Vieira, do Museu Paraense (vinculado ao Ministério da Ciência, Tecnologia, Inovação e Comunicações), disse que não é difícil imaginar o cenário de estudo mais pessimista se tornando realidade, dado o problema que as nações do mundo estão tendo para alcançar suas metas de redução de carbono expressas no Acordo de Paris de 2015, bem como a dificuldade que o Brasil teve no controle do desmatamento, primeiro na administração Temer e agora sob o governo de Bolsonaro.

Em junho de 2019, o desmatamento na Amazônia brasileira aumentou 88% em comparação com o mesmo mês de 2018 e, embora esse resultado seja preliminar, muitos analistas temem que 2019 possa mostrar um aumento anual significativo no desmatamento.

No entanto, o país não está respondendo ao conter o desmatamento, mas suas políticas parecem incentivar o contrário. Em maio, o ministro do Meio Ambiente, Ricardo Salles, propôs uma reavaliação de todas as 334 unidades federais de conservação, com o objetivo de reduzir o tamanho de algumas e abolir outras.

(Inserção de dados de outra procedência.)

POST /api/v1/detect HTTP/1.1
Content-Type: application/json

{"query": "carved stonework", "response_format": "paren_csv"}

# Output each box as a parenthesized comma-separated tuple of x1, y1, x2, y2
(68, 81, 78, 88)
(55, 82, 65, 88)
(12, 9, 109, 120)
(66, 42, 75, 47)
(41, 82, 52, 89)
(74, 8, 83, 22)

Mais recentemente, ele declarou, sem oferecer nenhuma evidência científica, que o Brasil já atingiu “zero de desmatamento relativo”, ou seja, o desmatamento na Amazônia representa, segundo ele, “0,002% do bioma”. Mais tarde, ele disse que o número correto é 0,16%.

Vieira respondeu: “Existe um cenário político desfavorável ao meio ambiente no país, com cortes orçamentários nas áreas ambiental e científica, redução de operações de controle e fiscalização ambiental, retrocessos na legislação ambiental, congelamento de demarcações de terras indígenas e ameaça de abertura [de reservas indígenas] para atividades de mineração.

“Para salvar a Amazônia da destruição, as iniciativas devem considerar uma visão integrada da região, políticas públicas de longo prazo, respeito à legislação ambiental, bem como aos territórios e povos indígenas, e deve haver forte pressão econômica para restringir a venda de produtos de áreas desmatadas e áreas protegidas da Amazônia”, concluiu Vieira.

Citação:

Gomes, V. H. F., Vieira, I. C. G., Salomão, R.P., & ter Steege, H. (2019). Amazonian tree species threatened by deforestation and climate change. Nature Climate Change, 9(7), 547-553.